По стенам, по сводам вилась роспись, будто выпуклая, невиданно, не по-иконному живая; в упор глядели сверхчеловечески огромные лики; была непостижима для глаза тонкость сотен мельчайших изображений. В яри, в лазури, в златом блеске вилась роспись. И палата казалась золотой.
Царь сидел на возвышении. Казаки увидели обращенные на них глаза царя на очень худом лице – и бухнули в ноги, не глядя.
Раздался звучный голос:
– Встаньте. Ты встань, Иван Кольцо. И товарищи твои.
Не сразу решились подняться. Царь сказал:
– Ближе подойдите. Не бойтесь. Верным рабам, не лукавым, нечего бояться.
С минуту он озирал казаков неуловимо быстрым взглядом.

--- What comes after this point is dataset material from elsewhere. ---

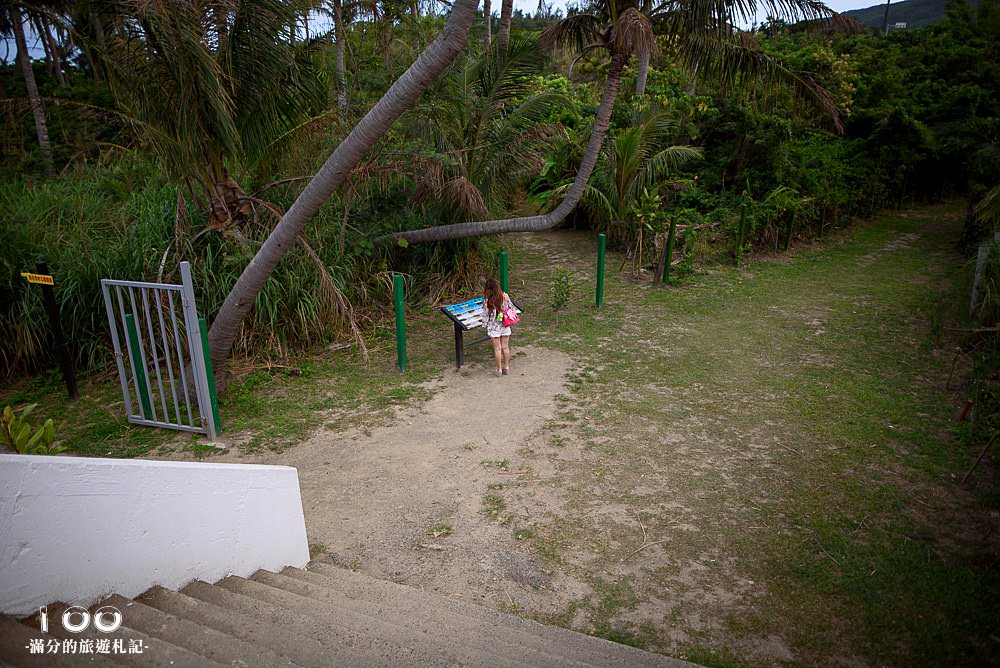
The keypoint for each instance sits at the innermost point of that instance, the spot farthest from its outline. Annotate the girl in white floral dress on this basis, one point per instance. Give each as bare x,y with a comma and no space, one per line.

Потом произнес, как будто и раньше был об этом разговор:
– Дьяки уж сочли все сибирские богатства. Да дьякам нашим где с Кучумом воевать – им в подьяческий полк на Москву-реку выйти в тягость великую. Тебя, Кольцо, послушаем со боярами честными.

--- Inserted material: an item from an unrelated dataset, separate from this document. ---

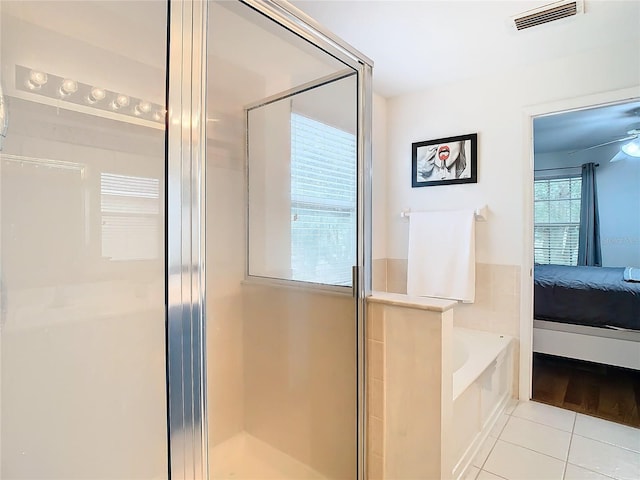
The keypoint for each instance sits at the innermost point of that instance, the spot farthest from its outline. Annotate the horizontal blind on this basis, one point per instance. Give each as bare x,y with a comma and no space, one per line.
323,202
130,208
557,220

И после этих слов царя Кольцо сверкнул белыми зубами и вытащил из шапки криво исписанный лист. Ильин подивился – то была челобитная Ермака. Кольцо и не заикнулся о ней в приказе. А сейчас он принялся по складам, запинаясь читать. Царь слушал недолгое время, усмехнулся, прервал и велел одному из стоящих вблизи бояр принять челобитную. Теперь он ждал, видимо, рассказа Кольца, и Кольцо неловко потоптался, не зная, что сказать. Стало тихо, Ильин слышал дыхание многих людей, наполнявших палату. Тогда царь, скользнув вокруг взглядом, начал спрашивать. Он спросил о дорогах, о городах, о реках, о рухляди – о богатстве, какое есть и какое можно добыть; о припасах, людях и здоров ли сибирский воздух, красны ли леса. Ильин, стоя праздно, жадно разглядывал царя. Царь подался вперед, ухватившись за подлокотник, – рука была узловатой, нос с горбинкой, вислый и тонкий, а рот большой, с опущенными углами. И словно опалены темные впалые щеки.
Он торопил ответы казака, часто поправлял его.
Приказал подать себе соболиную шкуру из числа поднесенных казаками, с наслаждением поглаживал шелковистый мех узкими длинными пальцами.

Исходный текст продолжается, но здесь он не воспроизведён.